Le monde littéraire, bien qu’ancré dans l’imaginaire, a parfois franchi la ligne entre fiction et mensonge. Plusieurs cas célèbres ont prouvé à quel point le besoin de croire à une révélation « authentique » pouvait faire vaciller l’esprit critique, même chez les experts. En 1983, le magazine allemand Stern annonçait avoir retrouvé les journaux intimes d’Adolf Hitler. L’engouement fut immédiat, mais de courte durée : des tests révélèrent qu’il s’agissait de faux fabriqués par Konrad Kujau. Deux siècles plus tôt, James Macpherson avait prétendu traduire les poèmes d’un barde celtique nommé Ossian; en réalité, il en était largement l’auteur. Ces deux cas illustrent un attrait constant pour les mythes et les reliques du passé.
Le XXe siècle ne fut pas en reste. En 1971, Clifford Irving réussit à vendre à l’éditeur McGraw-Hill une autobiographie soi-disant dictée par le milliardaire Howard Hughes. Le stratagème s’effondra quand Hughes prit la parole publiquement pour dénoncer la fraude. La même année paraissait Go Ask Alice, prétendu journal intime d’une adolescente droguée. Ce récit, utilisé dans des campagnes éducatives, fut plus tard attribué à l’auteure Beatrice Sparks, coutumière de ce type de faux témoignage. Dans un tout autre registre, le physicien Alan Sokal fit publier en 1996 un article volontairement absurde dans une revue de sciences humaines. Ce canular intellectuel relança le débat sur la rigueur académique.

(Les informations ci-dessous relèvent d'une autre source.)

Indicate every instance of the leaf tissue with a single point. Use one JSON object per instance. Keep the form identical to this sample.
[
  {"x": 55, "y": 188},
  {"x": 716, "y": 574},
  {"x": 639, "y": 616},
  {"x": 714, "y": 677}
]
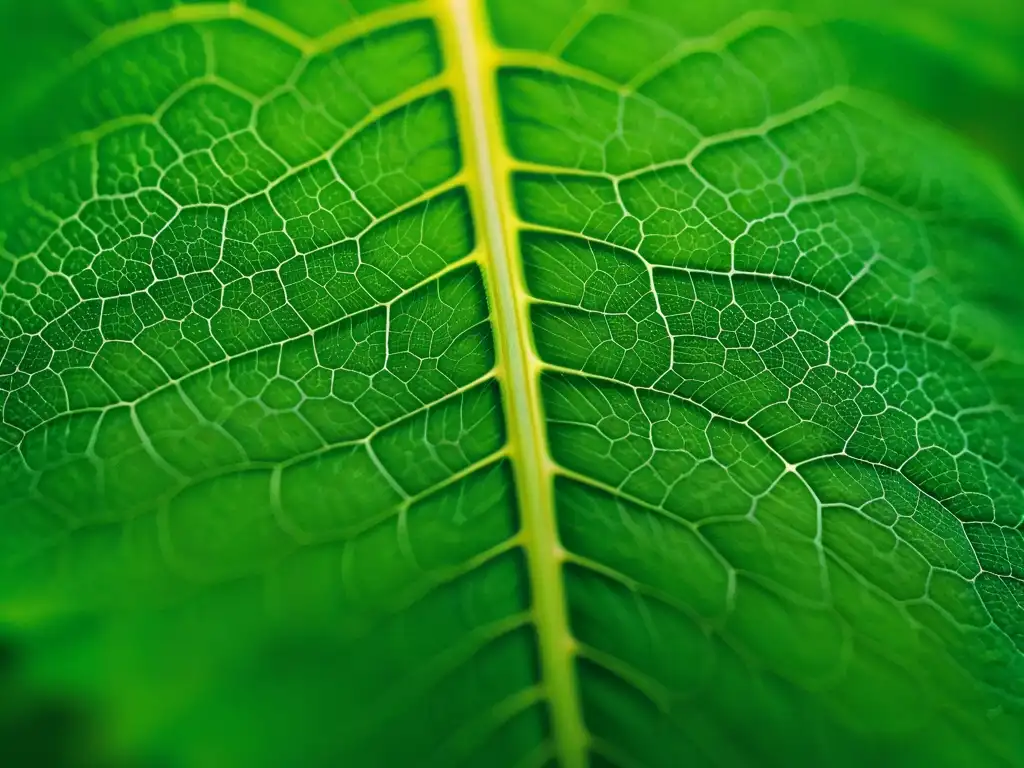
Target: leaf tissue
[{"x": 522, "y": 383}]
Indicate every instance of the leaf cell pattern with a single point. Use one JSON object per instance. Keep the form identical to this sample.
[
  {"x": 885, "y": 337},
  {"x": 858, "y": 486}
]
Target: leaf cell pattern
[{"x": 719, "y": 465}]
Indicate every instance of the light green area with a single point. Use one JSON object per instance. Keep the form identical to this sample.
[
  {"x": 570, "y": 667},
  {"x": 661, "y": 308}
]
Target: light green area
[{"x": 257, "y": 482}]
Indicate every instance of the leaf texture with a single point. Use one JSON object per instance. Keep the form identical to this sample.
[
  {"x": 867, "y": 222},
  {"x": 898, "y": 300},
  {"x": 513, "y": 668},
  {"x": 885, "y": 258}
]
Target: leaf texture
[{"x": 523, "y": 383}]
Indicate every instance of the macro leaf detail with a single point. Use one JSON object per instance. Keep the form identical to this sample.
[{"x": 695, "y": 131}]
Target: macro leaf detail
[{"x": 514, "y": 383}]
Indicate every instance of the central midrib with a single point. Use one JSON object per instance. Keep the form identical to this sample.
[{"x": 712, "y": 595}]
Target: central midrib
[{"x": 468, "y": 49}]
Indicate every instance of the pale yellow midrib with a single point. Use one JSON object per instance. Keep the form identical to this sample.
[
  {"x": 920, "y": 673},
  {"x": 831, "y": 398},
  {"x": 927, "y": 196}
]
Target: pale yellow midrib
[{"x": 469, "y": 50}]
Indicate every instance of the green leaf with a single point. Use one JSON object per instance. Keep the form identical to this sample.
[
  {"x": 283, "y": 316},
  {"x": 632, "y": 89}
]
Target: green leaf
[{"x": 530, "y": 383}]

Les impostures littéraires ne datent cependant pas d’hier. La Donation de Constantin, texte utilisé pendant des siècles pour asseoir le pouvoir temporel de la papauté, fut démontée au XVe siècle par Lorenzo Valla grâce à une analyse philologique. Ce fut une révolution méthodologique, démontrant que la critique historique pouvait défaire des vérités admises. Que les motivations aient été politiques, idéologiques ou purement commerciales, ces tromperies partagent un point commun : elles révèlent notre désir collectif de croire en ce que la littérature promet; même lorsque cette promesse repose sur du vent.